I spent two days doing research in Melbourne last week. In between sessions I made some observations:
Distractions make time fly
On the way to Melbourne we were on a Qantas A330 which appeared very fresh, shiny and new. At my seat I got to play with “Q” (the Qantas audio and video on demand system) for the first time. My “Q” decided to crash during the safety demonstration and proceeded to take a few minutes to reboot. Once it was running again I poked and prodded it for a while and despite some touch-sensitivity issues, I found a large selection of content (music, videos, games, information) and settled in to watch a short documentary about Ikea.
“Q” provides a lot of options for a range of interests and I felt spoiled for choice and could quite easily have kept on flying to watch and play some more. It would be nice to see the system on more domestic flights.
Bike share scheme
There are a few issues with the Melbourne bike share scheme, one of them being the law that people must wear helmets when riding a bike. Originally the scheme expected people to bring along their own helmet when hiring a bike which was a deterrent for the casual rider (why would you own a helmet if you don’t own a bike?) and for the tourist rider (packing or buying a helmet is not usually part of the holiday regime). In October 2010, the city started selling subsidised $5 helmets at stores near the bike racks which appears to have increased the take-up of the bike scheme however longer term provision of the helmets requires more government money.
I watched the bike racks as a pair of girls spent a bit of time checking out the bikes and deciding to use them. One of the bike share scheme assistants spoke to the girls briefly before they finished their preparation and rode off with their hair blowing in the wind.
A usable town square
I didn’t understand the space when, a few years back now, I first wandered in to Federation Square. Perhaps I saw it on an off-day, or it has just needed some time to find its feet, but I find it promising and beautiful that in a city the size of Melbourne this open space is so casually used by people.
I saw people sitting down to watch the Australian Open tennis on the big screen, others were eating at the cafes, drinking at the bars, waiting for friends, wandering to the galleries, working away in the SBS offices, and some were doing a photoshoot for handbags while others lounged around them.
The Australian Open’s customer convenience
Late in the evening I went for a wander in the streets around the Australian Open tennis.
Taxis are cheaper in Melbourne
During our travels I noticed that the price of taxis seemed to be cheaper than in Sydney. Based on information I’ve found since then for NSW taxi fares and Victorian taxi fares, day-time fares without the use of tollroads are indeed lower in Melbourne:
Sydney: $2.20 booking fee + $3.30 flag fall + $1.99/km
Melbourne: $2.00 booking fee + $3.20 flag fall + $1.617/km
For a phone-booked day-time taxi journey of 20km, you’d pay $45.30 in Sydney and $37.54 in Melbourne. That’s a fair difference in my eyes.

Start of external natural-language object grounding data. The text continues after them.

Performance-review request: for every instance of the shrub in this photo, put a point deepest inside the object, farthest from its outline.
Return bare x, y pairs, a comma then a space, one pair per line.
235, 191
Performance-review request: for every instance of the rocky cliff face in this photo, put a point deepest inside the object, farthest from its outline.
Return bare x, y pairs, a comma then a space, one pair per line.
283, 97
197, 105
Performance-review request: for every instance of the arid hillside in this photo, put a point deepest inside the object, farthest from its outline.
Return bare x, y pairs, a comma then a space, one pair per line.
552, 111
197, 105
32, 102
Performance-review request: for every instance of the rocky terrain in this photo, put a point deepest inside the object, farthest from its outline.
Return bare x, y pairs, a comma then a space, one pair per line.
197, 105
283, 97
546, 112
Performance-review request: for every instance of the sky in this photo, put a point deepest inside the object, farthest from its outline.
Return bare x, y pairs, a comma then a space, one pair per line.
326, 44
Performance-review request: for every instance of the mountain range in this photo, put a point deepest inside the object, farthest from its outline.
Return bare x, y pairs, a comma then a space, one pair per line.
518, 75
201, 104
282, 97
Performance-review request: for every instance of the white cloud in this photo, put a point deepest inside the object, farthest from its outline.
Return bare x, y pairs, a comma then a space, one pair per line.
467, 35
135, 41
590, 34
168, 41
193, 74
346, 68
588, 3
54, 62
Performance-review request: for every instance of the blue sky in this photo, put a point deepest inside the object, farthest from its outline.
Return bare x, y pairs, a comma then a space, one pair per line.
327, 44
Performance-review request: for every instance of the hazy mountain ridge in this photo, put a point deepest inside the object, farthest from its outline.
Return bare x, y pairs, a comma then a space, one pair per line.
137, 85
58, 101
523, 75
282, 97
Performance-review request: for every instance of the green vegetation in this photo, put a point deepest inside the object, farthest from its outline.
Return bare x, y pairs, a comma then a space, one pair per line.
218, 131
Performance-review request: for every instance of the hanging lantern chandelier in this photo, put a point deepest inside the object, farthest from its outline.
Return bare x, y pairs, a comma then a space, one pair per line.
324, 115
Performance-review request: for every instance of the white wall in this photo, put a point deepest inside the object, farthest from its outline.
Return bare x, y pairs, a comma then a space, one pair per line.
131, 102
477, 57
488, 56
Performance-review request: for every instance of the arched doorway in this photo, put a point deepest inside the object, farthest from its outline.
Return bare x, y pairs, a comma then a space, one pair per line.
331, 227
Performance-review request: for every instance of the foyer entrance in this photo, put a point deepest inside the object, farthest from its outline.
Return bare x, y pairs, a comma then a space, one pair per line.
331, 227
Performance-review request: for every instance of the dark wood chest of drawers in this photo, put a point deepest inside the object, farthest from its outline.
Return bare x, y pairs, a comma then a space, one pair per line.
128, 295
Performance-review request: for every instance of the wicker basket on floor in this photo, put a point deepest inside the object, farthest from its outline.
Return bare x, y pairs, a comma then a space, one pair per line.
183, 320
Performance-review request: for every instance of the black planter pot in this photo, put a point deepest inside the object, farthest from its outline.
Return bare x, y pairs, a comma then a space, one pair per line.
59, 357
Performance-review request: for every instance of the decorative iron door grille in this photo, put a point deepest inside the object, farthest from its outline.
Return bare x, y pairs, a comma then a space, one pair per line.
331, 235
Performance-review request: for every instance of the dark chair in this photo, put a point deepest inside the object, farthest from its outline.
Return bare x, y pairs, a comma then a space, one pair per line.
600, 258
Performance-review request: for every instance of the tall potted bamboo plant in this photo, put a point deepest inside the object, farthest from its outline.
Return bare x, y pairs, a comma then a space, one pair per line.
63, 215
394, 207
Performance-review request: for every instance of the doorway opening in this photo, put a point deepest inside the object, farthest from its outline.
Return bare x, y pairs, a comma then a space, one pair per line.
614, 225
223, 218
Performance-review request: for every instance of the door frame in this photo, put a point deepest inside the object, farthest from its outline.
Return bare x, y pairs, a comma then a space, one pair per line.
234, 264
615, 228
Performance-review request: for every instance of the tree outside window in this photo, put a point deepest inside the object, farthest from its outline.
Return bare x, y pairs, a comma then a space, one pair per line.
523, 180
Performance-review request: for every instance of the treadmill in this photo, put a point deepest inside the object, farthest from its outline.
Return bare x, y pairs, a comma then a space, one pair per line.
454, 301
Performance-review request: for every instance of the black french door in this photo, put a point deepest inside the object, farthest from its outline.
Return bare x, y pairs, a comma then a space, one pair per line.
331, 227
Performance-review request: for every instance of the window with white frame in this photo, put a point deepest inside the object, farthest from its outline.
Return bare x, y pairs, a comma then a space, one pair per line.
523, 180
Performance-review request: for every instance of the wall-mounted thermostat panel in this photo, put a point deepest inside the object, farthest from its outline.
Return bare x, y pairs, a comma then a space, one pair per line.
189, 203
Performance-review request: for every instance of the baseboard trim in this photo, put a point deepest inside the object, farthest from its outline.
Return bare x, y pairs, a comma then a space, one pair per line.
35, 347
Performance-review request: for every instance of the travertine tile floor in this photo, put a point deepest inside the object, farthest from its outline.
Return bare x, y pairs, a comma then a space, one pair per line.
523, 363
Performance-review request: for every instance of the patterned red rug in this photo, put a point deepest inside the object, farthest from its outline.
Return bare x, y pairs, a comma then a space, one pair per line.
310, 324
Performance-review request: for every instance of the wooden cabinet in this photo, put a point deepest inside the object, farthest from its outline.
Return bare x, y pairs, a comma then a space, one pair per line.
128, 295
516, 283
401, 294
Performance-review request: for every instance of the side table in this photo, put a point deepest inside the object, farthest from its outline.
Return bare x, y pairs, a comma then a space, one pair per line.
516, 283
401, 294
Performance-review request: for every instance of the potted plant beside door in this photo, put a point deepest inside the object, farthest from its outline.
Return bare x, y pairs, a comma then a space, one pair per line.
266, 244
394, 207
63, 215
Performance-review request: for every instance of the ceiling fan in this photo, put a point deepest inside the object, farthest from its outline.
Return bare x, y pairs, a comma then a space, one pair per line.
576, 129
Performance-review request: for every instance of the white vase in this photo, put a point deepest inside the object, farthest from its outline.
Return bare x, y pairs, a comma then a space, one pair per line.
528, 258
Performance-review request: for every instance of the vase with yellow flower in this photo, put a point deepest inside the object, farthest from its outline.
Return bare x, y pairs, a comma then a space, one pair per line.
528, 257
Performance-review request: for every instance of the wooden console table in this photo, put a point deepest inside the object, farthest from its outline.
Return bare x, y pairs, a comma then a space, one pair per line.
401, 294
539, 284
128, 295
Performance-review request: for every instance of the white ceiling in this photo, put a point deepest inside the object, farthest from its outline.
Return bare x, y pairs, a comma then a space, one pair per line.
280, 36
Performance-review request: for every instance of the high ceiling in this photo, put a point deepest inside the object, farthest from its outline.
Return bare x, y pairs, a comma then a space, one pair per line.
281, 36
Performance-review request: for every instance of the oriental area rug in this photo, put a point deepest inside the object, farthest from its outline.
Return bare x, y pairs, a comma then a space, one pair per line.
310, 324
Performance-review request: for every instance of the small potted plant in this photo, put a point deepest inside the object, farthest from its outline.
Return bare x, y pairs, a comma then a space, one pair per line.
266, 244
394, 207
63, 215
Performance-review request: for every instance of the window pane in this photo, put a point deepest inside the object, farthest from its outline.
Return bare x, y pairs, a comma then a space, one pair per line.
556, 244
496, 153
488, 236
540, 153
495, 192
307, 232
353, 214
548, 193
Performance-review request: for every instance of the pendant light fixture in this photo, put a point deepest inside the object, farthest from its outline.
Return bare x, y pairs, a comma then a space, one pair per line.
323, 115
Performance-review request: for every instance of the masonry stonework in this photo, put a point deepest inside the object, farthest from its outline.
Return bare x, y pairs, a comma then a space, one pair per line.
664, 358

Qantas helped us get home faster
I checked-in online for our return flight but without a printer we had to use a check-in kiosk at the airport to get our boarding passes. Rather than simply spit-out our boarding passes, the kiosk suggested that we could switch to an earlier flight and even prompted me that my requested vegetarian meal might not be available if we change flights. Getting home earlier was a higher priority than getting a meal so we were happy to take that option.
When the boarding passes came out, mine even included the note about my meal (and no, due to the time between the switch and the flight boarding, my meal didn’t make it, but there was enough vegetarian food on the dinner meal tray to keep me happy).